Friday, September 9, 2016

2013 Antigal Winery & Estates UNO Malbec: Dark & Brooding

 "Malbec should express place, not the grape.”
--Jose Zuccardi of Familia Zuccardi

Malbec is the signature red grape of Argentina, and the grape which has brought much fame to the region. Known by numerous other names, such as Auxerrois, Côt Noir and Pressac, Malbec was first introduced into Argentina in the mid-19th century, prior to phyollexera. The cuttings came from the Bordeaux region of France, not Cahors, the French region most known for its Malbec. Argentina possesses plenty of old vines of Malbec, including some over 100 years old. It is currently their most planted grape, and there are about 22 recognized clones of Malbec.

Malbec can often be characterized as having an intense dark color, aromas and flavors of cherry, plum and strawberry, and soft tannins. However, Malbec is not a singular grape, and can express itself in many different profiles, especially due to terroir. Malbec has the potential to age well, and pairs well with meats, pastas, pizza, and other foods. Until the early 1990s, Argentina mainly used Malbec as a blending grape, but then they began creating single varietal wines, discovering its great potential. Numerous low cost Malbec wines started to get exported and wine consumers embraced them, helping to put Argentina on the international wine map.

Wineries have started to concentrate on terroir, a sense of place, in producing their Malbecs. They have found that Malbec presents many different expressions dependent upon the terroir. Some wineries, like Altos Las Hormigas, feel the soil is the most important element of Malbec terroir while others, like Bodega Catena Zapata, feel that altitude is the key. Experimentation and research continue into this issue, and it is the future of the wines of Argentina. Though you will continue to find inexpensive Malbec wines, you will begin to see more and more higher-end Malbecs, those indicative of terroir.

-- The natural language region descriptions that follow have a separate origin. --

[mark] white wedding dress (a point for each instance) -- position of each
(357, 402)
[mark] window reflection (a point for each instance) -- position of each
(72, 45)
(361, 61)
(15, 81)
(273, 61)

The Antigal Winery & Estates is located in Russell, Maipú, the site of a historic winery that dates back to 1897. Founded by the Peiro family, they bought vineyards in the Tupungato region of the Uco Valley. Antigal possesses a state-of-the-art facility, with a gravity-flow platform system and the capacity to produce 1.2 million liters of wine. The winery has both stainless steel tanks and concrete vats, the the concrete specifically designed for fermenting small amounts of wine so they can concentrate on specific representations of their grapes.

I received a media sample of the 2013 Antigal Uno Malbec ($18), which is produced from 100% Malbec, has a 13.9% ABV, and spent 8-10 months in French and American oak. This was a dark and brooding wine, an elegantly muscular wine that yearns to join a hearty steak, grilled meats or even a hearty pasta dish. With a dark red color, the nose presents pleasing black fruit aromas, accented by mild spice and herbal notes. On the palate, it is big and bold, yet the velvety tannins are well integrated. There are rich and juicy flavors of ripe plum and blackberry with intriguing hints of spice and savory herbs. This isn't a simple and easy drinking Malbec but rather one with more import, a Malbec intended for food pairing. It is delicious, complex and reasonably priced for its quality.

There's still time for some backyard grilling, and the 2013 Antigal Uno Malbec would serve you well.